HASSO HERING

A perspective from Oregon’s mid-Willamette Valley

Tree wells: a streetscape update

Written February 26th, 2018 by Hasso Hering

So what’s with those wooden frames, square and sturdy as they look, around the newly planted trees in Albany’s downtown streetscape reconstruction?

I wondered whether the frames were intended to answer the complaint that some of the more than 200 new street trees in the downtown project had been planted too deep in the ground to thrive. No, that’s not it,¬†City Engineer Staci Belcastro assured me.

“The contractor is not taking a shortcut,” she emailed me when I asked. “Staff is working with the general contractor, the landscape contractor, and city forester to ensure that the trees that were planted incorrectly are re-installed correctly, and at the correct depth. The cedar frames are being installed to retain the pavers and keep the sand installed around the pavers from falling into the tree well.”

The contract for Phase 2  (the main part) of the streetscape project called for 224 trees to be planted, at a price of $780 each for a total of $174,720.

The contract also provided for installing new 210 tree wells. (I guess 14 of the new trees went in existing spots.) At the bid price of $2,200 each — including pavers, sand and presumably the cedar frames — the tree wells came to $462,000.

What else is new with the streetscape project?

At Monday’s city council work session, Councilman Bill Coburn brought up the steel plates covering trench cuts in Ellsworth and Lyon streets. He urged the city staff to get the contractor to put down additional asphalt at the edges to lessen the jolts that motorists have been feeling. ODOT is scheduled to repave those two legs of Highway 20 this summer.

City Manager Peter Troedsson gave the council an update on the streetscape project last week. Furnishings including trash cans, benches and bike racks have arrived, he reported, and the cans were to be put in this week. The benches and bike racks will wait until paving and striping is complete later in the year.

On the money front, Phase 1 of the street and sidewalk reconstruction (around the post office, completed last winter and spring), cost $1,036,000. Phase 2, now winding down except for paving, is expected to total $8,786,000. That puts the streetscape total at $9,822,000, or $1,215,800 under the budget for both projects of $11,037,800.

Now, if we could just get those trench cuts smoothed out … (hh)

 



5 responses to “Tree wells: a streetscape update”

  1. Katherine says:

    $780.00 A TREE? WOW!! I’d love to see the breakdown on that invoice.

    • Stephenie says:

      I am also surprised by the cost for the trees and would be interested in understanding how that cost is broken down. I wonder why we don’t ask for volunteers for these kind of projects (tree planting). We have a lot of amazing community resources for the expertise and I’m sure community members would be eager to be a part of the downtown project.

    • Cheryl P says:

      Depends on the type of tree and the maturity of the tree. But you’re probably looking at around $200 a tree. Then there is the cost associated with the tree with includes delivery, labor and materials. Looking at the photo…that’s a two-person job. They will have to remove the brick, dig a hole, plant the tree, add appropriate nutrients, firm the hole, add in the frame and braces, secure the tree and clean up. That’s easily 2 1/2 to 3 hours per a tree.

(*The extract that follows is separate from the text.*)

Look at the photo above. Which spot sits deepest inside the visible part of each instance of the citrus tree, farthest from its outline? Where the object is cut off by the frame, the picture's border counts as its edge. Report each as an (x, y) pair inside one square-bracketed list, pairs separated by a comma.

      And let’s not forget…this is a government contract and even if the contractor didn’t pad the bid (it IS government work), there are costs they have no choice on, like labor, because the government requires ‘prevailing wage’. As an example, I used to work for a mason. We normally paid our general labor workers $6.00/hour (minimum wage was $4.25/hour back then), but government work required that we pay them $8.00/hour. In additional to increasing our gross labor costs, it also increased our payroll taxes and worker’s comp…the latter is based on gross payroll.

  2. Shawn Dawson says:

    Honestly, I don’t criticize all that is down with tax money, but $780 per tree plus $2200 per tree well? Trees are wll under $100 dollars at Tom’s or Garland or any other nursery in town. Surely they can be bought and installed for less.

    It may be too late for this project, but for future projects, how about writing the contract so that the wells are prepared for trees, but let the installation be done outside the contract by less expensive means.

    -Shawn

  3. Mary Brock says:

    OMG! Half a million bucks for downtown trees so the elite can go out to eat along some shaded streets about 20 years from now! It is tax-payer money (through CARAA), so what the heck! (I’m being sarcastic, in case anyone wondered!)